On his second album, the Geordie Springsteen justifies his nickname, interrogating his past to move forwards over sweeping, bombastic rock - Four Stars

4.0 rating

By Will Richards

Sam Fender poses for Rolling Stone UK
Sam Fender will headline the Friday night. (Picture: Damon Baker/Rolling Stone UK)

Sam Fender’s debut album ‘Hypersonic Missiles ‘was all about escaping. “Leave fast or stay forever,” he sang on highlight ‘Leave Fast’, dissecting the trappings of small-town life and the race to get out.
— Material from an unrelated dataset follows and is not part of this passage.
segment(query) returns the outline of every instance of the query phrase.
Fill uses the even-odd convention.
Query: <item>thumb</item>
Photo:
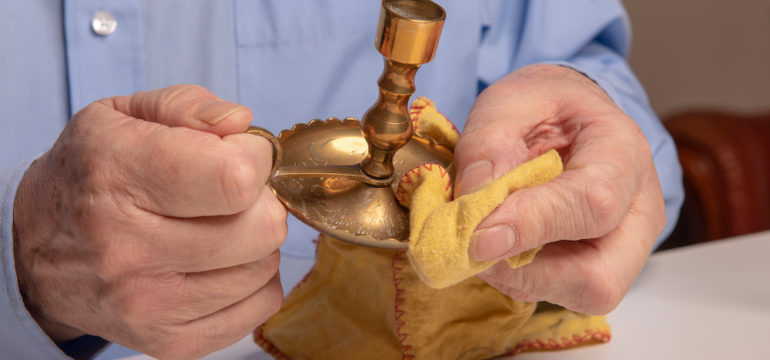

Although he was singing about working-class areas in the north of the UK instead of New Jersey, it gained him the nickname of the ‘Geordie Springsteen’.

While it’s a moniker he’ll undoubtedly be running from for the rest of his career, it’s also a comparison that makes a lot of sense – Fender’s music interrogates childhood, politics and relationships with the same open-heartedness and drama as The Boss, believing that some place better is always waiting just down the road.

On his second album, written during the period of deep loneliness and reflection that we all experienced last year, Fender realises that, in order to truly move forwards, you first have to confront your past. “I was far too scared to hit him, but I would hit him in a heartbeat now,” he sings of “the boy who kicked Tom’s head in” on the album’s stunning, vital title track, which looks back on childhood memories through a new lens and takes lessons from them into the future. “That’s the thing with anger, it begs to stick around,” he adds, equal parts resigned and hopeful of kicking that anger to the kerb for good.

Musically, the album travels to more places than ‘Hypersonic Missiles’, and all are welcome diversions. Though Fender’s bread and butter remains the soaring, sax-flecked bombast of the album’s title track and the driving, War On Drugs-esque ‘Getting Started’, it’s in the album’s detours that he points to a more varied future. The singer’s well-documented love for Big Thief shines through on the knotty acoustic song ‘Spit of You’ – written about his relationship with his father – while ‘The Leveller’ hits the accelerator for a bracing blast of punk.

The resolutions found across the album are then read out like a sermon on closing track ‘Dying Light’, a touching piano ballad that revisits the tales of losing friends to suicide he told on his debut album with a new perspective. By the time the track builds towards a cacophonous, anthemic ending, it feels like the curtains are opening and the light is finally coming in. The stories on ‘Seventeen Going Under’ are deeply personal, but the gusto and care with which they’re tackled and presented make them universal – a skill shared by all the best songwriters.